Se questo si può dire credibilmente a proposito di inondazioni e altre “catastrofi naturali”, tanto più si può dire a proposito del collasso dell’intero edificio economico e creditizio costruito dalle nostre classi dirigenti negli ultimi decenni. Sono state loro a buttare a mare Bretton Woods e tutti gli strumenti di salvaguardia apprestati nel dopoguerra, per imporre la “deregulation”, l’ultima ideologia novecentesca che ha scacciato e soppiantato le precedenti ideologie politiche; sono loro che hanno abbandonato a se stessa l’economia reale – con cui la gente mangia e vive – per celebrare i fasti dell’economia monetaria, per la quale tre persone da sole possono godere del reddito di tutta l’Africa; sono state loro, alla testa del Fondo Monetario Internazionale, che hanno imposto ai Paesi poveri i “piani di aggiustamento strutturale”, una sorta di ascesi economica a compenso degli stravizi dei Paesi ricchi; sono state loro che hanno distrutto il diritto e la politica, per mettere tutto nelle mani invisibili del Mercato, mani che afferrano ma non edificano; sono loro che hanno costretto il mondo intero – amici e nemici – ad accollarsi l’enorme debito degli Stati Uniti e a finanziarne perfino le guerre; sono loro che hanno stabilito parametri, governato e sostituito monete, evangelizzato la competizione; sono loro che hanno privatizzato, liberalizzato, detassato, decurtato i redditi da lavoro, diffamato fisco e intervento pubblico e infine trasformato ogni cosa in azienda – scuole, ospedali e aeroporti – per portarne poi i libri in tribunale.
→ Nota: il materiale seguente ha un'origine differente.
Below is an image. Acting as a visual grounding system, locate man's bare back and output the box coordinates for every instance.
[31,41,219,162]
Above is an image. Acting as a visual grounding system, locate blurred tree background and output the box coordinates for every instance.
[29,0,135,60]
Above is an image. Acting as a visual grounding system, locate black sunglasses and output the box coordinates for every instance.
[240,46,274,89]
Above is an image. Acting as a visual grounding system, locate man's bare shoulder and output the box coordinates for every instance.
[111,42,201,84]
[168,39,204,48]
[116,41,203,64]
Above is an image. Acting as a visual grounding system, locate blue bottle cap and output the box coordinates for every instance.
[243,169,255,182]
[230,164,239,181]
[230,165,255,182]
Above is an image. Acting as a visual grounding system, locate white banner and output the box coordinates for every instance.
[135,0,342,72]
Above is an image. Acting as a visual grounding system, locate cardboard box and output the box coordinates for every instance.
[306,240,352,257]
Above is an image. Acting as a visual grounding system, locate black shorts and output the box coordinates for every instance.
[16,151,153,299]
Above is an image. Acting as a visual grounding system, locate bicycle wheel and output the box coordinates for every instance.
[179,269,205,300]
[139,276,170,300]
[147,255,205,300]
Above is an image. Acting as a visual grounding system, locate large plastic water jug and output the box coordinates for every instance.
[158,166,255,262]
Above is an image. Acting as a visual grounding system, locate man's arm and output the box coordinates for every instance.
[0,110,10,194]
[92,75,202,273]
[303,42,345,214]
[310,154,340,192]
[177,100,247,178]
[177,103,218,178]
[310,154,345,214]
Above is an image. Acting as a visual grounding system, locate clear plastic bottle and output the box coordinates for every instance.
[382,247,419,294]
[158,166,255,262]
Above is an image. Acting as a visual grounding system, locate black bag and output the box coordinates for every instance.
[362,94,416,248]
E sono loro che, per non farsi invidiare le loro ricchezze, hanno rivolto alle masse una parola d’ordine che era un insulto: “arricchitevi tutti”; una parola nata all’inizio come rivoluzionaria, e diventata poi l’alibi del mercato selvaggio.

È come conclusione di tutto ciò che, come dice ora lo stesso Fondo Monetario Internazionale, l’intero sistema mondiale è “sull’orlo del collasso”, ed è stato fermato proprio sul baratro con i nostri soldi, con i soldi che non c’erano per i maestri, ma che senza limiti sono stati dati alle banche; e intanto il Presidente della Banca Mondiale annuncia che quest’anno ci saranno cento milioni di nuovi poveri. Il Dio Mammona ci ha tradito.

Questo significa che l’intera “governance” del mondo, a partire almeno dalla rimozione del muro di Berlino dell’89, ha fallito, trascinando nella crisi l’intera ideologia dell’Occidente, il suo “nomos”; che la grande pensata di risolvere tutto di nuovo con la guerra era un delitto; e che tutta la sicurezza ostentata dal potere galleggiava su una bolla. Ma se a portarne la responsabilità sono le classi dirigenti, politiche ed economiche, queste classi dirigenti vanno cambiate. Certo non subito, e non tutte insieme, perché altre non ce ne sono, non sono pronte: tagliare la testa degli uni, non significa che altri ce l’abbiano sulle spalle.

Ma sicuramente il vero compito che la crisi ci pone davanti, è di preparare nuove leve di uomini e donne capaci di ripristinare la politica come arte del vivere insieme, il diritto come essere per gli altri, la giustizia come dare a ciascuno ciò che non è già suo, se si tratta del pane, del lavoro, della vita, l’economia come scienza della comunione e della giusta attribuzione dei beni, per tenere in ordine la casa e la terra. Queste nuove classi dirigenti dovranno essere informate dei fatti e dotate di tutte le competenze e la sapienza necessarie; esse dovranno essere preparate non nei consigli di amministrazione e nelle accademie, ma nel cuore vivo della società, nell’esercizio della vita quotidiana e comune, nel lavoro, nelle comunità e nelle chiese, e nella scuola di tutti, con dentro gli stranieri e i disabili, i borghesi e i proletari, i capaci e gli immeritevoli. Non la scuola della Gelmini.